10/28/2003 1:00AM

Handicapping contest a hit


The Ultimate Handicappers' Invitational, a new handicapping contest that may revolutionize the way handicapping contests are created, hosted, and played, was a success in its debut last weekend at Dover Downs racetrack and casino in central Delaware.

With handicapping contests continuing to explode in popularity thanks to the Daily Racing Form/National Thoroughbred Racing Association's National Handicapping Championship, many tournament hosts have been looking for ways to replace mythical money contest betting with real money handle that can boost their bottom lines.

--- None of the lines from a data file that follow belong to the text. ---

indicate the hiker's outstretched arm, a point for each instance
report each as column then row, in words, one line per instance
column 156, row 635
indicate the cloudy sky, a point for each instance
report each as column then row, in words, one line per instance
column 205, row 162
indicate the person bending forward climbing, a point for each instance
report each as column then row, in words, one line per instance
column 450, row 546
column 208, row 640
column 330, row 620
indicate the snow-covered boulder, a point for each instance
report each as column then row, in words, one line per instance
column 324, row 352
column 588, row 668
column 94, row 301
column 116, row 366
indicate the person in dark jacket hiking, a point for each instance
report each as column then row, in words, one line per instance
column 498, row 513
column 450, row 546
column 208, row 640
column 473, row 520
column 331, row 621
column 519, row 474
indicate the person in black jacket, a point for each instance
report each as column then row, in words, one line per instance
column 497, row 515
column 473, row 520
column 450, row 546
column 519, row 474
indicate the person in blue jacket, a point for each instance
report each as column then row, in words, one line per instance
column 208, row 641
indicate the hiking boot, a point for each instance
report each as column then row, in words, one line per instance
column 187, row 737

The Ultimate Handicappers' Invitational seems to have found a way to incorporate real money betting into a tournament format that also interests core players.

The contest cost $2,000 to enter - a $1,000 entry fee and a $1,000 bankroll to be wagered on a minimum of six of the eight Breeders' Cup races. Players could make any wager or combination of wagers (excluding multi-race bets such as a pick three), and were required to bet at least half of their existing bankrolls on each of their six plays. The result was a total of $162,000 in real money tournament handle for Dover Downs, not including other handle from side wagers placed by contest entrants and their guests on races throughout the weekend.

The Invitational is the brainchild of professional horseplayer Ross Gallo, an avid tournament player and three-time National Handicapping Championship finalist who spent thousands of dollars to get his idea off the ground.

"I wanted to create a new kind of contest and invite the best players from around the country to play, and hold it on racing's biggest day," said Gallo. "My idea was for a tournament like no other with real money, a leader board, and big dollars. We approached Dover Downs because they use United Tote, which was the only tote company that was able to write a program for our betting format, and we sold them on the idea because we were able to promise them huge handle."

Gallo invited 200 past contest winners and National Handicapping Championship finalists to the inaugural event. Despite its high entry fee and out-of-the-way location nearly 75 miles from the nearest major airport, the contest attracted a field of 36 tournament enthusiasts from as far away as California. Gallo also produced a hour-long show along the lines of the Travel Channel's World Poker Tour, which is currently being pitched to cable networks.

The winner of the contest was Paul Messel of Pembroke Pines, Fla., who won the first prize of $21,600 after turning his original $1,000 bankroll into $9,528. Messel built his total with small exactas and trifectas involving Breeders' Cup winners Adoration, Six Perfections, and Islington, among others.

Gallo's contest and ideas for producing a television show have attracted the attention of NTRA vice president of marketing Keith Chamblin, who is looking for ways to make the National Handicapping Championship an even bigger event in the future.

"A real money tournament is something we need to look at, and this is a very intriguing format," said Chamblin. "This would certainly add another layer of excitement in our tournament."